Thyroid cancer can be treated with radioactive iodine

       About 90% of thyroid cancer is differentiated thyroid cancer (DTC), including follicular thyroid cancer and papillary cancer. Currently, the best treatment method is: total or near-total thyroidectomy + radioactive 131 iodine therapy + thyroid hormone suppression therapy.       Complete surgical resection is the main treatment for differentiated thyroid cancer and the most important factor affecting the prognosis. For differentiated thyroid cancer, except for low-grade malignant tumors less than 1 cm in diameter and confined to the thyroid gland, total or near-total thyroidectomy should be performed, and subtotal thyroidectomy and single lobectomy are not recommended.

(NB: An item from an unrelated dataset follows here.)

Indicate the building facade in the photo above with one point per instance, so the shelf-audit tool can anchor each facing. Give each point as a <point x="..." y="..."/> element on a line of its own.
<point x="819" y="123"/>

As serum thyrotropin stimulation can promote the growth of thyroid cancer cells, treatment with supraphysiologic doses of thyroid hormone can suppress serum thyrotropin levels, thus reducing the risk of recurrence of DTC.       Postoperative radioactive 131 iodine therapy is an indispensable radical treatment. The basic principle is that 99% of the radiation released during the decay of 131 iodine is beta radiation. The treatment of DTC must be interviewed in a comprehensive way, and the use of one or two types of treatment alone will affect the long-term survival rate of patients.       Indications for 131 iodine treatment: all stage III and IV patients, all stage II patients younger than 45 years old, and some stage II patients older than 45 years old. Stage I patients with one of the following conditions: multiple lesions, lymph node metastasis, extra-thyroidal (or vascular) infiltration, and higher malignancy. The dose of 131 iodine treatment for thyroid cancer is generally 100-200 mCi per dose, which is generally safe for patients.